Ultrasound, Upper Endoscopy, HIDA Scan and then surgery. They scheduled the ultrasound later that afternoon -no time like the present. Endoscopy is this coming Wednesday. Doctor C isn’t messing around.

Hopefully, when it’s all over with I’ll be more comfortable and eating won’t be a nightmare anymore. I’m not going to lie, if I start gaining weight again, someone’s going to hear about it.

So this year, instead of a birthday party, I’ll be having a “Going Away Party” for my gallbladder! Everyone’s invited!

A New Chapter

In a previous post I mentioned that my Oncologist suggested I take a break from the Exemestane I’ve been taking since my diagnosis.  I had been complaining about my increasing weight and my inability to lose any. That was in June.

Fast forward to today and I’m now down 17lbs and I’m walking a half mile to a mile almost every day. In fact, this week I can happily say I walked about 7.5 miles in total.  That may not seem excessive to some but the bone and joint pain I was experiencing on the Exemestane was crippling. It not only affected me physically but it affected my personal life because it made me cranky. When you don’t feel good you can’t be the way other people expect you to. I’m not a person that can stomp down the pain, frustration and exhaustion and put on a happy face. This isn’t Hollywood and I’m not an actress.

Physically, I feel really good. I do have some pain in my hips but the Gabapinten I’m taking helps dull the ache. I’m starting to feel lighter…finally. I still have quite a ways to go but I’m making progress and that only makes me want to continue to lose the weight and keep walking.

I’ve met some really nice people on my walks too!  Mostly, folks with dogs that want to male friends with Bella and others that just feel like talking beyond a passing ‘Hello’.


The other morning, while Bella was being curious and sniffing what I assume to be another dog that had been by, an energetic older women approaching me yelled out, “We are wearing the same colors.”  And we were.
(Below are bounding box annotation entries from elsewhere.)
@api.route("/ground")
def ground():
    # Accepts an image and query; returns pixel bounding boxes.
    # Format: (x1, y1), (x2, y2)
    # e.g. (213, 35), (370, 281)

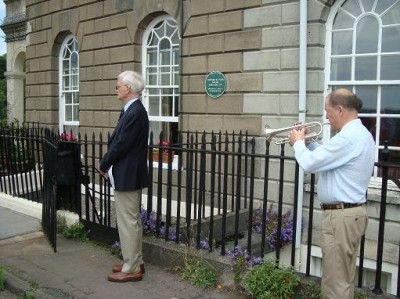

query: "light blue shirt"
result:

Right down to our white sneakers. She stopped and commented on Bella and then we walked together for the next .69 miles. She told me about her children and even her estranged relationship with her mother.
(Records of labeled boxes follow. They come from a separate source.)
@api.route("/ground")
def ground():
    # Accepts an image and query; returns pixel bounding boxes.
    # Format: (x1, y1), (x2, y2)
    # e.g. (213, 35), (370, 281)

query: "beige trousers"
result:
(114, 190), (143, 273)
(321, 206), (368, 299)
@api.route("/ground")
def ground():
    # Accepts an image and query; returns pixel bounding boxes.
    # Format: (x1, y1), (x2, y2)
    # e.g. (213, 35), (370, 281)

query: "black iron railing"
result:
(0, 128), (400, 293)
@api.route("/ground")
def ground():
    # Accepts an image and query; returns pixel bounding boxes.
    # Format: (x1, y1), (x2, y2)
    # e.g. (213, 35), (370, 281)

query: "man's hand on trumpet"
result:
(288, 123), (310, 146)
I told her about my diagnosis and the story of how I found out. I explained why I was walking and my desire to get my ‘pre-cancer’ body back. She was sweet and thankfully avoided all battle language but she did say she would put me on her church’s prayer list and that for the next 2 weeks I’d be prayed for round the clock.

My goal is to be at my desired weight by October. Before it gets too cold to go walking and the snow flies.
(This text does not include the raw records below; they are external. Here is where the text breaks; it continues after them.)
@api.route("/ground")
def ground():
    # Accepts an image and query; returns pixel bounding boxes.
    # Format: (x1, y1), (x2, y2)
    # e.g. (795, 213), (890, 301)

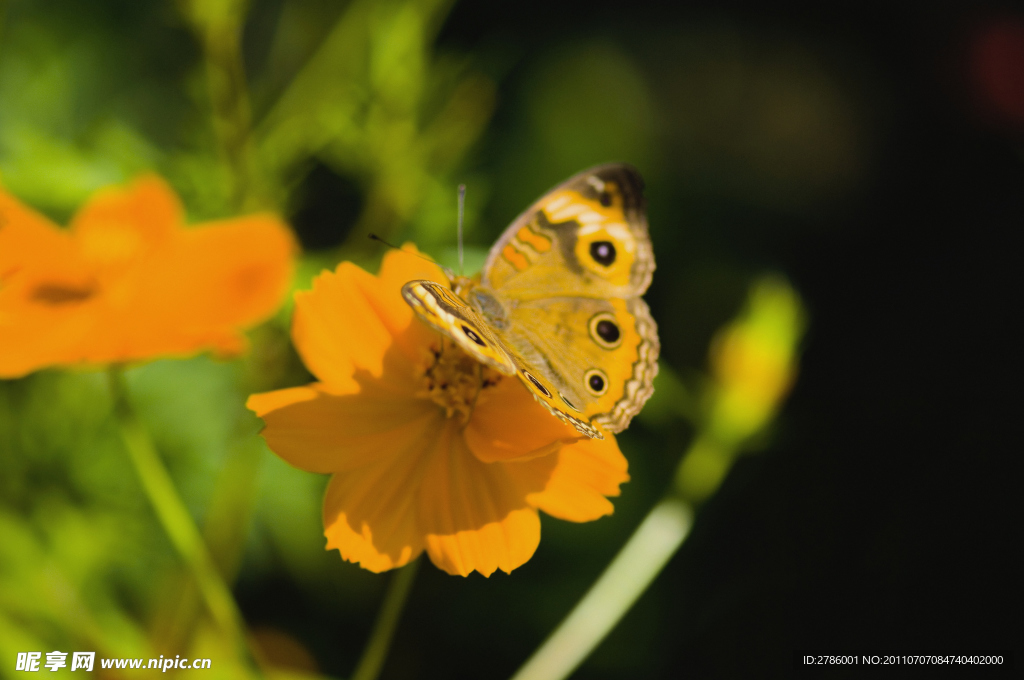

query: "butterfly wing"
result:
(481, 164), (654, 300)
(499, 298), (659, 432)
(401, 280), (517, 376)
(471, 164), (659, 436)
When I see my Oncologist again in September, I plan on telling her that I will not be going back on Exemestane or any other Aromatase Inhibitor. It may seem like a foolish decision but my quality of life is more important to me than living with the daily pain and fatigue.

I am putting my cancer away. I’m done with it. Everyone says I’m doing great and should enjoy life and that’s exactly what I plan on doing. Although I don’t exactly know what that will look like for me, I am eager to see how it all unfolds.